The importance of data literacy in higher education
Oliver Brown, Academic Programme Manager EMEA at Qlik, says that education institutions need to provide the data skills that employers are looking for
Posted by Charley Rogers | January 05, 2018 | Higher education
qlik, data-analysis, oliver-brown, data-literacy, skills-gap

The job market has changed – from speaking with professors and industry professionals as part of the Qlik Academic Programme, we’re seeing more and more businesses needing to recruit staff who are data literate, with the ability to read, work, analyse and argue with data. No matter what role an employee has when they enter the working world, there will be some element of data analysis required, and – in a post-fact world full of fake news and data manipulations – these skills are becoming even more integral.

Yet we’re seeing a disconnect. Recent research we conducted has shown just 18% of UK graduates are classified as data literate. Data analysis simply isn’t on the curriculum of many courses – even though any business graduate leaving university will be helped to find a job if they have this skill as part of their arsenal.

There are some courses that incorporate the teaching of some form of data analysis or literacy skills, but we’re still very much talking about those in the information management and computer science space. There’s been limited uptake in other areas – especially across Business Management and other MBA courses, which are far behind the curve when teaching students skills in that area. For many of these course leaders, when preparing students for their careers, data just doesn’t come into the equation. 

And yet, there’s such a huge need to teach people the actual skills that they will need for the real working world. They should come out of university with the ability to quickly pick up any new technology. The end goal might be to upskill students with data analysis skills, but there are even more basic attributes they can be taught. Take how good a person’s Googling skills are. It might not seem like a skill, but it’s actually very important to help find the right information – and that’s one step in knowing how to question other information sources, and learning how to delve into data.

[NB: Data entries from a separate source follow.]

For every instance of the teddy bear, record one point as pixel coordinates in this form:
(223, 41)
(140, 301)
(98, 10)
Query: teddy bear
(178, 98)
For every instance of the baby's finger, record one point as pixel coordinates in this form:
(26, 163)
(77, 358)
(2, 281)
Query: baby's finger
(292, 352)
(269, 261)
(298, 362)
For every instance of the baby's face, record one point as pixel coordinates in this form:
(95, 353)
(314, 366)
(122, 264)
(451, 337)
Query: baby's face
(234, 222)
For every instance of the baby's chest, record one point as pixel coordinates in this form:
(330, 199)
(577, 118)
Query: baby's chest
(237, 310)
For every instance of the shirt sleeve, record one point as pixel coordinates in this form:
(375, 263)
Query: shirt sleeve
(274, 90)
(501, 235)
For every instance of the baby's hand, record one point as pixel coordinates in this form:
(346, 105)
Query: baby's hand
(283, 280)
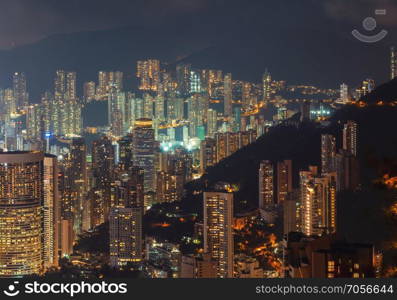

So why isn’t data being factored into university courses when it’s such an important skill to have in the workplace? Well, there are a couple of reasons. 

We’re finding that there just aren’t the professors out there with the data literacy skills needed to teach it. I’ve spoken to a lot of people – even those on actual computing courses – and they were taught some level of data mining, but not actual data analysis. That’s because their professors have been trained in computing skills, but with training on the side of programming, rather than questioning data. Furthermore, the need for data analysis skills might be a prevalent one, but it’s a very new requirement that means lecturers over a certain age just don’t tend to have the skills themselves. They would need to take the time to learn them, and that can be a barrier to their adoption – especially when they’ve already got a lot of work on their plate.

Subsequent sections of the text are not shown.